Cette année, l’URLF a mis un accent particulier sur le travail de prévention auprès des plus jeunes : « Et aujourd’hui, on s’est dit qu’il fallait davantage travailler à la base, c’est-à-dire la jeune fille qui sera future mère de famille, future femme au foyer, et ce sont elles qui sont le centre dans toutes les grandes communautés. » L’activité visait ainsi à les interpeller et à les informer, de façon générale, sur les enjeux liés aux VBG, leurs manifestations et leurs conséquences dévastatrices. Cette approche proactive témoigne d’une vision stratégique visant à former une génération consciente et résiliente face aux violences d’ici et d’ailleurs.
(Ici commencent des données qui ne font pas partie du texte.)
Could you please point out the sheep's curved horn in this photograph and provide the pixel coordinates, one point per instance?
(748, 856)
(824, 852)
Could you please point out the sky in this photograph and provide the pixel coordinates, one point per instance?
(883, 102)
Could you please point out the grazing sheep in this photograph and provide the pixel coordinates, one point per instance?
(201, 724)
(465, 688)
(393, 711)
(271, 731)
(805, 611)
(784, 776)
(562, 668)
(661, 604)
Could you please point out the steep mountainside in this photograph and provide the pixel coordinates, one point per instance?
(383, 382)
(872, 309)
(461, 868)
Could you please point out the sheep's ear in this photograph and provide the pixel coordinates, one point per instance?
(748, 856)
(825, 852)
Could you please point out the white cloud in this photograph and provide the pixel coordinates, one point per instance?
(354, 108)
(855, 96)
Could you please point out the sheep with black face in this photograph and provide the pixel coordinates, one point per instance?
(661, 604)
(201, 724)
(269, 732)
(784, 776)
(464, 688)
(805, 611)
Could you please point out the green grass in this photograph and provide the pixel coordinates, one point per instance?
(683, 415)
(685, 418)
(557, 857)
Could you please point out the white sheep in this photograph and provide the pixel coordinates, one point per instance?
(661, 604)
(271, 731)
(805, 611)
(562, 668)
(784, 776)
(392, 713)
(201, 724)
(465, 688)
L’engagement de l’URLF dans la lutte contre les VBG ne date pas d’hier. Depuis sa création, l’association œuvre inlassablement à sensibiliser le public, hommes et femmes confondus, sur les violences basées sur le genre et sur les mécanismes de protection existants. Plus qu’une simple sensibilisation, l’URLF s’est engagée dans l’accompagnement concret des victimes. En partenariat avec le Ministère de la Promotion de la Femme et de la Famille (Minproff) et le Ministère de la Justice (Minjustice) depuis 2015, l’organisation a mis en place un programme tripartite d’accompagnement gratuit des femmes victimes de violence et de maltraitance. Ce programme, qui fait l’objet de rapports annuels soumis aux institutions partenaires, atteste de l’efficacité et de la pérennité des actions menées.

Fort de ces collaborations, l’URLF bénéficie d’un numéro vert mis à disposition par le Minproff. Ce canal de communication précieux permet aux femmes victimes ou à toute personne témoin de violences de contacter l’association pour une prise en charge rapide. L’URLF peut ainsi agir, dénoncer, ou guider les victimes dans les processus de réparation et de reconstruction.
Au terme de plus d’une décennie d’activités, les résultats sont palpables. De nombreuses femmes et jeunes filles ont été accompagnées, retrouvant espoir et dignité. L’association dispose d’une équipe pluridisciplinaire comprenant des psychologues, des juristes et des médecins, offrant un soutien complet et adapté aux besoins de chaque femme. Ce réseau d’experts garantit une prise en charge holistique, qui contribue à la réinsertion et au bien-être des bénéficiaires.
Au-delà de l’accompagnement, l’URLF mène des actions de formation essentielles, notamment sur les dangers de l’excision. Ces sessions, organisées au moins deux fois par an, ciblent particulièrement les communautés les plus concernées, dont la communauté musulmane, reconnue pour son engagement auprès de l’association. Ces formations visent à éradiquer des pratiques néfastes et à promouvoir la santé et les droits des femmes et des jeunes filles.
Envisageant l’avenir, l’ambition de l’URLF est d’étendre leur portée au-delà de Yaoundé et toucher d’autres régions du Cameroun. L’organisation aspire à multiplier les formations et les causeries éducatives, notamment dans les zones reculées et les régions du grand Nord, où les besoins sont criants. « Notre objectif est de pouvoir faire ces formations un peu partout au Cameroun, surtout dans les zones cibles », explique Caroline Megang Kamdem. Cependant, cette expansion nécessite des ressources financières considérables, souvent difficiles à mobiliser de manière constante. Bien que le soutien du Minproff soit apprécié, il n’est pas toujours régulier. L’association lance donc un appel pressant aux organisations internationales pour un accompagnement accru et durable, seule garantie d’un impact national pérennisé et d’une lutte efficace et continue contre les violences basées sur le genre sur l’ensemble du territoire camerounais.